Neena Percy

MA Painting, Royal College of Art, London

Multi-media artist

www.neenapercy.com

 

What is your work about currently?

I intend to express my experiences and observations as a woman today.  “Ultimately, seeing alters the thing that is seen and transforms the seer”. Art historian James Elkin’s statement encapsulates my current artistic drive; to examine how visual culture and history alter our personal perception of our inner and outer ‘self’ or selves.

The idealised versions of women presented at different times is a reflection upon societal projections of how women should look and behave. I wish to tap into these portraits and distort or present them anew through my own gaze. I look at current and past representations of femininity in contemporary culture and art history; drawing upon them, negating the obvious and allowing openness for interpretation.

Through re-presenting and distorting elements of our current reality, paintings can create images that are at once removed from the every-day yet subtly allude to it. Representing stereotypes in artworks but with an absurd twist can be a way to highlight the absurdity that we in fact experience on a day-to-day basis.

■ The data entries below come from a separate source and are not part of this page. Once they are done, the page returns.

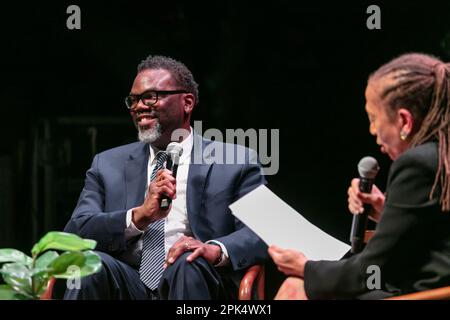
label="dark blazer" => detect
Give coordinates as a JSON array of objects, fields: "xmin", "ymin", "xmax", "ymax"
[
  {"xmin": 305, "ymin": 141, "xmax": 450, "ymax": 299},
  {"xmin": 64, "ymin": 133, "xmax": 268, "ymax": 286}
]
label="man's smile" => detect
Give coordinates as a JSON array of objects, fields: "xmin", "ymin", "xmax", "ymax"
[{"xmin": 136, "ymin": 111, "xmax": 158, "ymax": 126}]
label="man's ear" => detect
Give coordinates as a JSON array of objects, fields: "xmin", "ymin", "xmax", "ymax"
[
  {"xmin": 183, "ymin": 93, "xmax": 195, "ymax": 114},
  {"xmin": 397, "ymin": 108, "xmax": 414, "ymax": 136}
]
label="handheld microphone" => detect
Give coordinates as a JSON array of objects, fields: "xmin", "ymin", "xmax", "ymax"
[
  {"xmin": 160, "ymin": 142, "xmax": 183, "ymax": 210},
  {"xmin": 350, "ymin": 156, "xmax": 379, "ymax": 254}
]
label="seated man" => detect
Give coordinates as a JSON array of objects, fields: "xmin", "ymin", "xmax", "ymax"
[{"xmin": 63, "ymin": 55, "xmax": 267, "ymax": 300}]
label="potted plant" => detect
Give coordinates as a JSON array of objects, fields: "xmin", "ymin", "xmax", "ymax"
[{"xmin": 0, "ymin": 231, "xmax": 102, "ymax": 300}]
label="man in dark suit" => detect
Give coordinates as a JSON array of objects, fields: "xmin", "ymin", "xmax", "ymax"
[{"xmin": 63, "ymin": 55, "xmax": 267, "ymax": 299}]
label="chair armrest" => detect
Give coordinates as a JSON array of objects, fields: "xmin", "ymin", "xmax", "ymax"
[
  {"xmin": 238, "ymin": 265, "xmax": 265, "ymax": 300},
  {"xmin": 364, "ymin": 230, "xmax": 375, "ymax": 243},
  {"xmin": 40, "ymin": 277, "xmax": 56, "ymax": 300},
  {"xmin": 385, "ymin": 286, "xmax": 450, "ymax": 300}
]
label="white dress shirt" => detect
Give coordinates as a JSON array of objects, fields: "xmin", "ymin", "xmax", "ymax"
[{"xmin": 124, "ymin": 128, "xmax": 229, "ymax": 266}]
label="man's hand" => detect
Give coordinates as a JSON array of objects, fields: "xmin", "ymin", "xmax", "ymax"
[
  {"xmin": 132, "ymin": 169, "xmax": 176, "ymax": 230},
  {"xmin": 165, "ymin": 236, "xmax": 222, "ymax": 268}
]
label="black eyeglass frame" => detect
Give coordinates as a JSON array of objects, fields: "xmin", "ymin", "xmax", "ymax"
[{"xmin": 125, "ymin": 89, "xmax": 189, "ymax": 110}]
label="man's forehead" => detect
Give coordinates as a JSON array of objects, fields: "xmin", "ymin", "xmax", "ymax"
[{"xmin": 131, "ymin": 69, "xmax": 175, "ymax": 92}]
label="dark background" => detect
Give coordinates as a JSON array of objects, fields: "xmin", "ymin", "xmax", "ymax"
[{"xmin": 0, "ymin": 1, "xmax": 449, "ymax": 256}]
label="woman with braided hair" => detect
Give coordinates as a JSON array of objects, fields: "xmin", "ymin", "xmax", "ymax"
[{"xmin": 269, "ymin": 53, "xmax": 450, "ymax": 299}]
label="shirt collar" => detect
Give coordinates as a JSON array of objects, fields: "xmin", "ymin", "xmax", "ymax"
[{"xmin": 148, "ymin": 127, "xmax": 193, "ymax": 165}]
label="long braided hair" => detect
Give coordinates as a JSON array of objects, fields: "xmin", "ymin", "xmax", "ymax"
[{"xmin": 369, "ymin": 53, "xmax": 450, "ymax": 211}]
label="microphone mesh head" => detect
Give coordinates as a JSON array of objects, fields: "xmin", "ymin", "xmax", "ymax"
[
  {"xmin": 358, "ymin": 156, "xmax": 379, "ymax": 179},
  {"xmin": 166, "ymin": 142, "xmax": 183, "ymax": 160}
]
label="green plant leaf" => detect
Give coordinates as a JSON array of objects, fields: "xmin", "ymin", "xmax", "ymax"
[
  {"xmin": 82, "ymin": 250, "xmax": 102, "ymax": 274},
  {"xmin": 0, "ymin": 284, "xmax": 26, "ymax": 300},
  {"xmin": 0, "ymin": 263, "xmax": 33, "ymax": 298},
  {"xmin": 31, "ymin": 250, "xmax": 59, "ymax": 278},
  {"xmin": 48, "ymin": 251, "xmax": 86, "ymax": 275},
  {"xmin": 53, "ymin": 250, "xmax": 102, "ymax": 279},
  {"xmin": 0, "ymin": 249, "xmax": 32, "ymax": 266},
  {"xmin": 31, "ymin": 232, "xmax": 97, "ymax": 257},
  {"xmin": 28, "ymin": 251, "xmax": 59, "ymax": 296},
  {"xmin": 35, "ymin": 251, "xmax": 59, "ymax": 270}
]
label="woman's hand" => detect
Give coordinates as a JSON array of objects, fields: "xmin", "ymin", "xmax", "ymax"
[
  {"xmin": 268, "ymin": 245, "xmax": 308, "ymax": 278},
  {"xmin": 347, "ymin": 178, "xmax": 385, "ymax": 223}
]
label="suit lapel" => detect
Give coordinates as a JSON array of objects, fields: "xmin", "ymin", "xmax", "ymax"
[
  {"xmin": 186, "ymin": 134, "xmax": 213, "ymax": 239},
  {"xmin": 125, "ymin": 143, "xmax": 149, "ymax": 209}
]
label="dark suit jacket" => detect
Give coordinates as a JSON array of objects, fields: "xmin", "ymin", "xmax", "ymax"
[
  {"xmin": 64, "ymin": 133, "xmax": 268, "ymax": 287},
  {"xmin": 305, "ymin": 141, "xmax": 450, "ymax": 299}
]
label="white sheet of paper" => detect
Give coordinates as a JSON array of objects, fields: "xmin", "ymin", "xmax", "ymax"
[{"xmin": 229, "ymin": 185, "xmax": 351, "ymax": 261}]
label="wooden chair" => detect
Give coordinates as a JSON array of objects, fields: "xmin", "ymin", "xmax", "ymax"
[
  {"xmin": 239, "ymin": 264, "xmax": 266, "ymax": 300},
  {"xmin": 40, "ymin": 277, "xmax": 56, "ymax": 300},
  {"xmin": 386, "ymin": 286, "xmax": 450, "ymax": 300}
]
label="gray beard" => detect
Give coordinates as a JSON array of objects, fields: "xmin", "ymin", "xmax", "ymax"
[{"xmin": 138, "ymin": 121, "xmax": 162, "ymax": 144}]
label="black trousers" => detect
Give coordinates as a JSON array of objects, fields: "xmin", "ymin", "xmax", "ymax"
[{"xmin": 64, "ymin": 251, "xmax": 227, "ymax": 300}]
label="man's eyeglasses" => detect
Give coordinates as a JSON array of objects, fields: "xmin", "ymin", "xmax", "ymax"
[{"xmin": 125, "ymin": 90, "xmax": 188, "ymax": 110}]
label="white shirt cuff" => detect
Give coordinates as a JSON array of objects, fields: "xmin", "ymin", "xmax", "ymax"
[
  {"xmin": 206, "ymin": 240, "xmax": 230, "ymax": 267},
  {"xmin": 125, "ymin": 208, "xmax": 144, "ymax": 241}
]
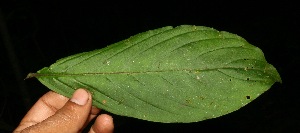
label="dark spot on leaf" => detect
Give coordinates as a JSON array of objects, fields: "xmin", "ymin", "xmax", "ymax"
[
  {"xmin": 229, "ymin": 79, "xmax": 232, "ymax": 81},
  {"xmin": 197, "ymin": 96, "xmax": 205, "ymax": 100},
  {"xmin": 246, "ymin": 77, "xmax": 250, "ymax": 80},
  {"xmin": 246, "ymin": 96, "xmax": 251, "ymax": 99},
  {"xmin": 185, "ymin": 99, "xmax": 191, "ymax": 104},
  {"xmin": 157, "ymin": 62, "xmax": 161, "ymax": 68}
]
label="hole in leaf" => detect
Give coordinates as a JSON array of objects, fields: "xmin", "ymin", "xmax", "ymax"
[
  {"xmin": 246, "ymin": 96, "xmax": 251, "ymax": 99},
  {"xmin": 246, "ymin": 77, "xmax": 250, "ymax": 80}
]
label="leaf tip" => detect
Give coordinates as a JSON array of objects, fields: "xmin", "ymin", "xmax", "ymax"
[
  {"xmin": 274, "ymin": 70, "xmax": 282, "ymax": 84},
  {"xmin": 277, "ymin": 77, "xmax": 283, "ymax": 84}
]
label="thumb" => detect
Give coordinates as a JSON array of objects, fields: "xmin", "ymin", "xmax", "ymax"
[{"xmin": 34, "ymin": 89, "xmax": 92, "ymax": 133}]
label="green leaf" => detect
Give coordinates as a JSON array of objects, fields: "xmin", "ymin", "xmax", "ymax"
[{"xmin": 28, "ymin": 25, "xmax": 281, "ymax": 123}]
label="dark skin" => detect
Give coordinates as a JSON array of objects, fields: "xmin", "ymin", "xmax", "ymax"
[{"xmin": 14, "ymin": 89, "xmax": 114, "ymax": 133}]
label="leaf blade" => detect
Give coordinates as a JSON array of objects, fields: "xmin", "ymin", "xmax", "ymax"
[{"xmin": 34, "ymin": 25, "xmax": 281, "ymax": 123}]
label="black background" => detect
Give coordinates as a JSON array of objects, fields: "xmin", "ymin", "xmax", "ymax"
[{"xmin": 0, "ymin": 1, "xmax": 299, "ymax": 133}]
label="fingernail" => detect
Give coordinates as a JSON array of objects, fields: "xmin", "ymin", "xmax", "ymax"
[{"xmin": 70, "ymin": 89, "xmax": 89, "ymax": 105}]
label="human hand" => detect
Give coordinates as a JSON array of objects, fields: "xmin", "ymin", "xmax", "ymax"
[{"xmin": 13, "ymin": 88, "xmax": 114, "ymax": 133}]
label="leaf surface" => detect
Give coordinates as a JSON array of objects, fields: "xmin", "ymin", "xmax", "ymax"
[{"xmin": 31, "ymin": 25, "xmax": 281, "ymax": 123}]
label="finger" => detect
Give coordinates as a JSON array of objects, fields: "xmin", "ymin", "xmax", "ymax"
[
  {"xmin": 19, "ymin": 89, "xmax": 93, "ymax": 133},
  {"xmin": 14, "ymin": 91, "xmax": 69, "ymax": 132},
  {"xmin": 83, "ymin": 106, "xmax": 101, "ymax": 129},
  {"xmin": 89, "ymin": 106, "xmax": 101, "ymax": 121},
  {"xmin": 89, "ymin": 114, "xmax": 114, "ymax": 133}
]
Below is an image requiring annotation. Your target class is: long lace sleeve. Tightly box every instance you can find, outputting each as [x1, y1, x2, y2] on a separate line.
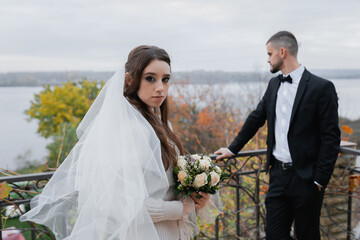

While I have looked at stereotypical representations of women that create ideals around beauty and desire, I am also making pieces that attempt to emulate desire in and of themselves. For this, deeply dark receding colours are used to create a simple image from a distance that then transforms at closer viewing or changes from different angles. For me, this shifting of visibility and thus inability to grasp something fully at once encapsulates psychoanalytical readings into the unobtainable object of desire. Always moving away from the viewer the object shimmies in front of them.

What does womanhood mean to you?

For me womanhood is about feeling confident and comfortable with yourself. I strive to always push myself intellectually and personally, working on aspects of myself that I wish to be stronger and braver. This includes putting myself forward for things that I might not feel entirely comfortable doing but, having done it, gives me the satisfaction of pushing myself beyond my limits. I wish to continue in this vein my entire life.

What are your view on Feminisms?

I have grown up in London and, while women here are fortunate enough to have many more rights than women in other parts of the world, advertising and popular culture do have a significant and often damaging effect on how women view themselves. I believe that any personal fight that a woman feels is urgent and relates to her is worth speaking out for, while a wider inclusive Feminism is also necessary for women to unite across boundaries. Though I understand the need for specific movements within the Feminist cause for women in different parts of the world or from different backgrounds, I think it is vital that we do not pick fights with each other. There should be mutual understanding that while there are different nuances between the causes, the overall aim is equal political, economic, social and personal rights for all women. Though I cannot speak for the experiences of other women, I can make choices in this country that help women abroad. For example, buying Fairtrade products or products made by women’s cooperatives helps groups of women in developing countries striving for better pay.

How do your experiences as a woman influence your art?

For me art is at its best when it can combine a material fascination, as with qualities of paint or colour, with a personal experience that comes from beyond the confines of the studio. I strive to make work that people can relate to on two levels and so my experiences as a woman have fed into and inspired me to make work. Feelings of anger and frustration but also admiration and desire that stem from what I see or am driven by as a woman all fuel my artwork in different ways. Without always having a pre-determined answer to some of my questions or concerns, through making an artwork I discover more about how I feel or what position it puts me in. In this way the artwork is a test for the results that a particular inquisitive urge can give rise to. At the same time as questioning ideals, I also want my work to be bold and celebratory as I feel this is an element of femininity we should not forget to highlight.

What has been your experience as women / women of colour in university?

Though there are often more women accepted onto the Fine Art courses that I have studied on, the mostly male staff’s voices tend to dominate discussions. My personal experience has generally been a very positive one, where my voice and beliefs are encouraged and supported and professors have helped me to bring them out in the artwork. However, there is a lack of women of colour on my course which is a shame as more diversity would create a richer creative environment.

What piece of advice would you give to women planning on entering the creative industries?

Have confidence in your artistic drives and desires, and to greedily indulge in these creative fantasies.